When The New Yorker didn’t show up in yesterday’s mail, I thought about running across the street to the newsstand, just to be sure to have a copy. But the magazine had already arrived, just when it ought to have done; I felt too lousy on Monday afternoon to go through the mail. I’m especially glad that I didn’t buy a second copy, because it has been a long time since I was so turned off by an issue of this great magazine. It seems, surreptitiously, to be “The Men’s Issue.” There are two media stories of very dubious importance, one about Henry Blodget and one about Vice. Vice! Even Paul Rudnick’s piece (about a mommyblogger) seems more verisimilitudinously misogynistic than hilarious. (I shall, however, endeavor to add “Sonnet, Cascade, Nebula and Diaspora” to the my treasury of bits and bobs.

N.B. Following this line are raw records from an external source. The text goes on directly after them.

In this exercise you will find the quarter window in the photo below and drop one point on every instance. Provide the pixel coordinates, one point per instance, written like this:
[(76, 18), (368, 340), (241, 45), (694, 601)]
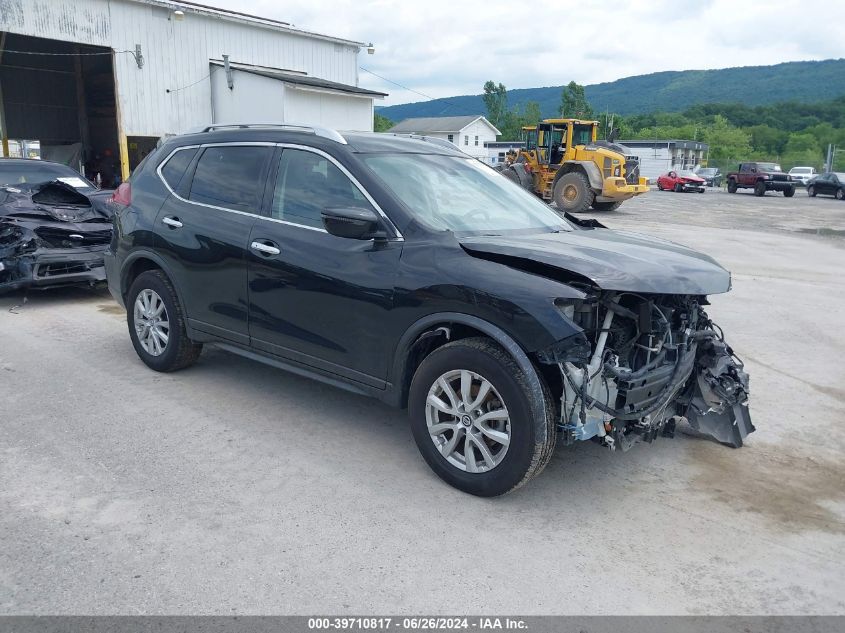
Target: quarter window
[(174, 169), (306, 184), (230, 177)]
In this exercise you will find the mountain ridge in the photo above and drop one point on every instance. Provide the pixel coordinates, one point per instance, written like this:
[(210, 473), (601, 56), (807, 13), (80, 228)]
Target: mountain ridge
[(666, 91)]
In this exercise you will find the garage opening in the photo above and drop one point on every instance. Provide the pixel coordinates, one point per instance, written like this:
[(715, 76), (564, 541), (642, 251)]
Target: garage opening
[(57, 102)]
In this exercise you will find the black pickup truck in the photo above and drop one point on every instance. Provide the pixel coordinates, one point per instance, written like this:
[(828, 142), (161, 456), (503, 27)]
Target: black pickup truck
[(761, 177)]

Those are the names of the mommyblogger’s wonderful children, one of whom has entitled a picture of incinerated stick figures, “While They’re Asleep.”) Hendrik Hertzberg and James Surowiecki don’t have anything uncharacteristic to say, but in my current delicate condition they seemed both hectoring and blinkered. I am finding it harder and harder to read business writers who don’t recognized that we should make the Dunbar Number the key of our corporate tax code: organizations employing fewer than 150 people ought to be taxed far more lightly than those with bigger payrolls. It is time for economists to accept the fact that growth, in business as in life, inevitably leads to death. And any enterprise that truly requires armies of employees ought to be run — by the army. (Let’s learn from the Chinese!)

After my errands yesterday, I sat down and read what remained of Robyn Annear’s The Man Who Lost Himself, the book about the Tichborne Case. It was probably not the best thing to read while under the weather. All that Australian bush, for one thing. Just as unappealing as the scenery in a “Western.” (And only a few of the many locations mentioned in the text appear in my world atlas, depriving me of the one minor satisfaction that might have been extracted.) Then there is the sordor. The whole impostery of Arthur Orton depended on relatively primitive photography, rhetoric, and a rather widespread discontent among the English élite with the Victorian status quo. (Had Trollope written it up, he would have pitted gentlemen — anti-Claimant — against betting men.) The words of Judge Mellor, a member of the bench in R v  Castro, sum the whole thing up so perfectly that there really seems no need for a book.

Indeed, it is difficult to conceive how any person who has considered the intrinsic improbabilities of your story, and has intelligently considered the evidence which has been adduced in the course of this trial, could have come to any other conclusion.

The wonder isn’t that the Claimant lost, but rather that he ever got into court in the first place. For this, his sporting supporters must bear responsibility for wasting torrents of money and creating feeding frenzies in the popular prints.

While writing here this week, I have been listening to the latest playlist, which is built on music by William Walton. There are plenty of chestnuts in the mix, and also a work that I have never really known at all, Handel’s Alexander’s Feast. I am going to slip into this playlist the three Arvo Pärt pieces (out of four) that Paul Taylor set to danse in The Uncommitted, and that I’ve been able to get my hands on. (Fratres, Mozart Adagio, Summa) Not next to the Handel, you can be sure.